4.1.2. The Influence of the Perforation Parameters on Balanced Fracture Propagation

(1)
The Perforation Quantity
For the spindle-shaped perforations, variations in the perforation quantity significantly affect the fracture length/height development, inter-cluster fluid allocation, and propagation patterns (Figure 14). As the perforation quantity decreases, the middle cluster fractures exhibit gradual increases in their lengths and heights, while heel/toe clusters progressively decrease. The uniformity of fracture propagation initially improves but declines afterward. At perforation quantities of 42 and 80, the fracture propagation uniformity index drops to 0.63 and 0.61, respectively. Under the optimal conditions (48 perforations), the uniformity index peaks at 0.72, achieving the most balanced inter-cluster propagation (Figure 14).
Figure 14 demonstrates that as the number of perforations decreases from 80 to 42, the coefficient for the difference in the inter-cluster fluid allocation initially decreases and then increases, reaching minimal variation (26.3%) at 48 perforations (Figure 15). This contrasts sharply with the patterns for uniform (57.1%) and trapezoidal (83.8%) perforations, confirming the spindle-shaped design’s superiority in terms of the uniformity of the fluid distribution.
(2)
The Perforation Diameter
Reducing the perforation diameter from 14 mm to 6 mm enhances the fracture lengths/heights in the middle clusters while suppressing terminal cluster propagation (Figure 16). At 6 mm, middle clusters dominate, whereas 14 mm favors terminal clusters, yielding poor uniformity indices of 0.61 and 0.57, respectively. The optimal balance occurs at 10 mm, where the uniformity index peaks at 0.77. Similarly, the coefficient for the difference in the inter-cluster fluid allocation is lowest at 24.8% for 10 mm perforations (Figure 17), demonstrating a “first decrease, then increase” trend with a reduction in the diameter.
The perforation quantity and diameter are pivotal for balanced multi-cluster propagation. Adjusting these parameters optimizes the inter-cluster fluid distribution and mitigates the interference if stress. A spindle-shaped perforation design with 48 total perforations with 10 mm diameters achieves the peak uniformity.

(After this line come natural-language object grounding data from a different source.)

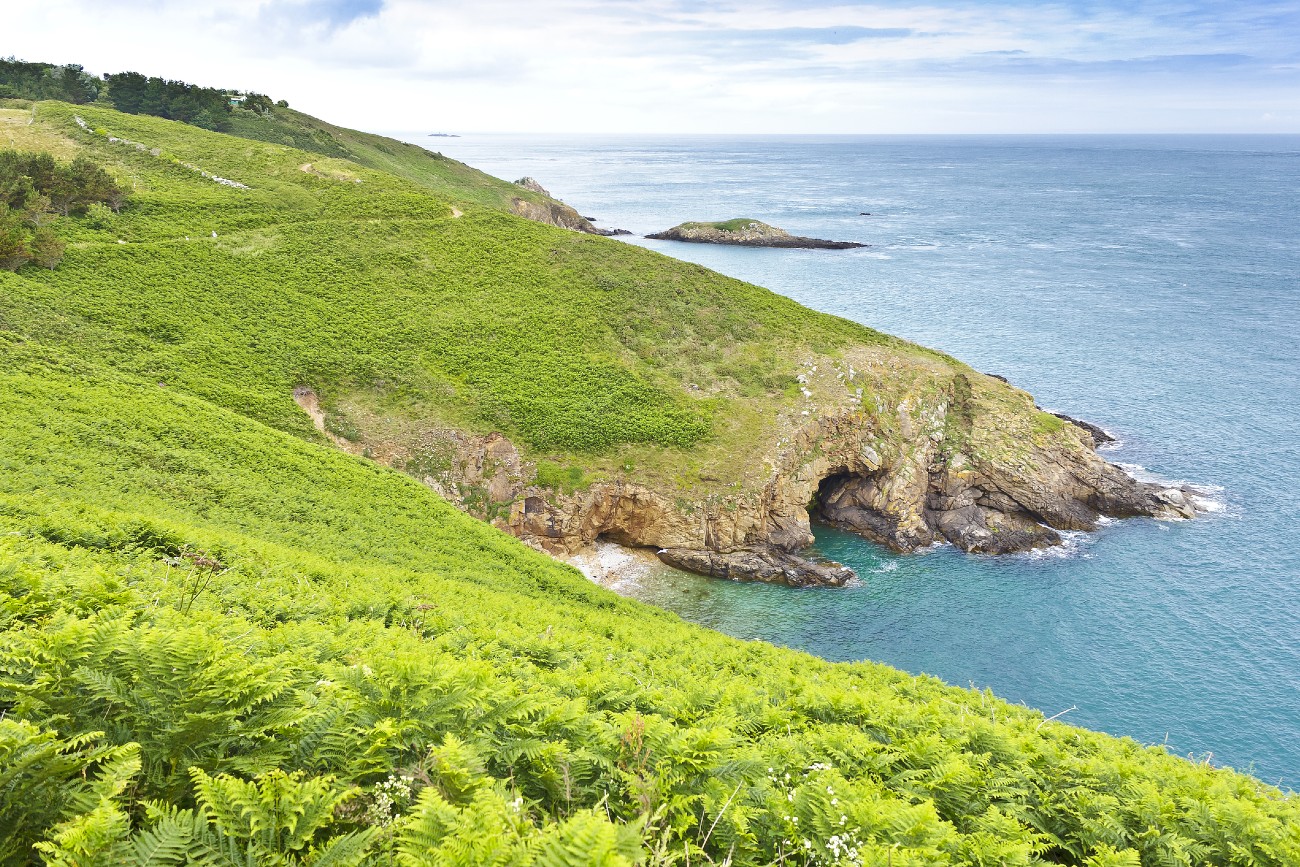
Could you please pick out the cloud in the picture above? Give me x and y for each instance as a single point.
(728, 65)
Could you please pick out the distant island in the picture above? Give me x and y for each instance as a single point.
(744, 232)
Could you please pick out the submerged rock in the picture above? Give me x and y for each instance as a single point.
(746, 233)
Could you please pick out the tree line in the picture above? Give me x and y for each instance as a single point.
(130, 92)
(34, 191)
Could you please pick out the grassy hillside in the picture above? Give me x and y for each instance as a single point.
(224, 641)
(365, 287)
(455, 181)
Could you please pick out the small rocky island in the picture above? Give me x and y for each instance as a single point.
(744, 232)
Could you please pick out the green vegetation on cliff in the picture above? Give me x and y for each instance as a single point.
(222, 641)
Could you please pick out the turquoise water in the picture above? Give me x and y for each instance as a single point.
(1147, 284)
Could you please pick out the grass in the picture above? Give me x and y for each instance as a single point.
(225, 641)
(739, 224)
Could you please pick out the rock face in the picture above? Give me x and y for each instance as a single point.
(746, 233)
(944, 458)
(555, 212)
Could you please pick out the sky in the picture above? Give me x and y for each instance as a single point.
(726, 66)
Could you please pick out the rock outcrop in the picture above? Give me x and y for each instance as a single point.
(911, 458)
(746, 233)
(555, 212)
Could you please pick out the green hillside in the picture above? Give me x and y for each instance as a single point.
(225, 641)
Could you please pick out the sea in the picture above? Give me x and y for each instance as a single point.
(1148, 284)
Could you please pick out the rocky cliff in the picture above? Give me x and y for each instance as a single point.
(554, 212)
(902, 456)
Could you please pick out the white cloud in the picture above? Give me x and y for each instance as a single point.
(657, 65)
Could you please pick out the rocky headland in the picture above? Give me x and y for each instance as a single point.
(744, 232)
(905, 456)
(554, 212)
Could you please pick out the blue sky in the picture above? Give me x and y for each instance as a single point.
(724, 66)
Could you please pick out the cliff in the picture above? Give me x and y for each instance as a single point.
(906, 458)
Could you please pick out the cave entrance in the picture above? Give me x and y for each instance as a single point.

4.2. The Fracturing Interference Under Multi-Cluster Competitive Propagation

During hydraulic fracturing operations on the M507H10 platform, adjacent well monitoring revealed the significant interference of pressure (frac hits) between the H10-M1 and M2 wells, indicating strong inter-well connectivity. Taking wells M507H10-1 and M507H10-2 as examples, the FDI mechanisms were analyzed (Figure 18).
Four major FDI events (pressure surges > 5 MPa) occurred during fracturing of M507H10-1 and M507H10-2, primarily associated with large-scale NF zones. Notably, Stage 3 for M2 exhibited the most severe interference, with a pressure surge in neighboring wells of 14.95 MPa (Table 4). Surprisingly, significant inter-well connectivity was also observed in fracturing stages where NFs did not develop.
(1)
Natural Fractures
Severe FDI events correlate strongly with large-scale intersecting NF zones. An analysis of the overlay between interference-prone stages and the NF distribution revealed multiple cross-well NF systems bridging M1 and M2. These fractures act as preferential pathways, enabling hydraulic fractures to overextend along natural networks, forming “bridges” for pressure communication (Figure 19).
(2)
The Horizontal Stress Difference
Hydraulic fractures preferentially propagate along low-stress orientations. In zones with NFs, the stress contrast amplifies the risks of FDI by synergistically guiding fractures toward adjacent wells. Notably, in some stages, the fractures overcame stress barriers and extended against stress gradients (low to high stress) via the NFs, forming interference dominated by NFs (Figure 20).
The simulation results also show that even in non-fractured intervals, stress alone drove the growth of asymmetric fractures in low-stress directions, inducing stress-dominated interference (Figure 20).
(3)
FDI Classification
Through a systematic evaluation of the fracture communication mechanisms, three types of FDI were identified:
Type I: NF–stress synergy. This is prevalent in low-stress regions intersecting with large, unidirectional NFs. Hydraulic fractures extend preferentially along these paths, forming ultra-long fractures that severely impact neighboring wells (Figure 21). According to the statistical results of adjacent well pressure monitoring, the pressure surges typically exceed 10 MPa (Table 4).
Type II: NF-dominated. This occurs where large, unidirectional NFs traverse multiple horizontal wellbores. Fractures follow these natural pathways, causing pressure surges in adjacent wells (Figure 21). According to the statistical results of adjacent well pressure monitoring, these pressure surges are typically 5~10 MPa (Table 4).
Type III: Stress-dominated. This constitutes the matrix-mediated interference driven by the stress differentials. FDI results from the transmission of stress through the matrix (Figure 21). According to the statistical results of adjacent well pressure monitoring, these pressure surges are typically less than 5 MPa (Table 4).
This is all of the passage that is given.